Table 5. Confusion matrix for the multi-class logistic regression algorithm with the reduced feature set. Reproduced from [12] with permission.

HER2 Score		Predicted				Accuracy = 83.3%
		0	1+	2+	3+	Precision	Recall
Actual	0	37	2	0	0	0.80	0.95
	1+	8	24	7	0	0.75	0.61
	2+	1	6	31	1	0.79	0.79
	3+	0	0	1	38	0.97	0.97

.

As seen in Table 5, reducing the dimensionality of the feature set from 20 to 8 only affected the recall rates of classes 1 and 2.
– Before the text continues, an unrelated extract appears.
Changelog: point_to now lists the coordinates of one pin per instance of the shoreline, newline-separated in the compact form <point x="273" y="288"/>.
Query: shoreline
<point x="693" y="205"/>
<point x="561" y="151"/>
An experimental analysis using uLBP feature curves also gave good levels of accuracy. Only the first eigtht uLBP feature curves U_i, i = 0, …, 7, each containing 20 sample points, were used in our analysis. We give below the classification results as a confusion matrix (

Table 6. Confusion matrix for the multi-class logistic regression algorithm with uLBP feature vectors.

HER2 Score		Predicted				Accuracy = 90.38%
		0	1+	2+	3+	Precision	Recall
Actual	0	38	1	0	0	0.86	0.97
	1+	5	31	3	0	0.86	0.79
	2+	1	4	33	1	0.92	0.85
	3+	0	0	0	39	0.98	1.00

).

The texture characteristics represented by uLBP features were useful in resolving some of the ambiguous cases for scores 0 and 3+ where the texture features are highly distinguishable, providing higher recall rates for those two scores. The uLBP features also gave higher false positives for score 2+.

Analysing the staining patterns in tiles that were wrongly classified revealed a common problem in the automatic extraction of tiles from WSIs. Some of the samples with scores 1+ and 2+ had large tissue regions without any staining. The example shown in Figure 9 contains a tissue sample at 10× magnification with an assigned score of 2+.

In Figure 9, the tile on the top did not contain any stained membrane regions, and was assigned a ground truth value of 2+ at the training stage and a predicted value of 0 at the cross-validation stage. This tile could have been a valid part of any WSI with a score 0, and therefore there is no way by which such tiles can be identified and discarded by the automatic tile extraction method. Manually identifying such tiles from the training and cross-validation sets significantly improved the scores of the classification algorithms. The tile on the bottom half of Figure 9 was assigned the correct score of 2+.

7. Conclusions and Future Work

This paper has introduced two novel feature descriptors viz. characteristic curves and LBP feature curves that could be effectively used in classification algorithms for the automated scoring of HER2 in breast cancer histology slides. The computational aspects of both types of descriptors and their shape feature representation capabilities in embedding information about the staining patterns and the percentage of staining present in images with different HER2 scores have been discussed in detail. Both descriptors have similar geometrical attributes in that they are both smooth non-increasing curves. Experimental analyses have shown that both descriptors have excellent interclass variance and intraclass correlation properties that make them useful for applications in classification algorithms. Results of an experimental analysis done using a comprehensive WSI dataset provided by the University of Warwick [9] has also been presented. The results show that the features used with a multi-class classification algorithm, such as logistic regression, can provide very good levels of accuracy. The paper also outlined computational stages in the overall processing pipeline for automatic HER2 scoring using WSI files as inputs.

Experimental results given in the paper also show the need for further improving the discriminating power of the features. Further analysis is required for the accurate identification of membrane morphology and region segmentation, particularly for samples with an assigned HER2 score 1+. It is also necessary to assess the reproducibility of results, specifically the inter-scanner variability [25] of the rule-based classification algorithm, as the rules were formed using data produced by a single scanner. Future work is also directed towards graphical processing unit (GPU) implementations of the feature extraction methods.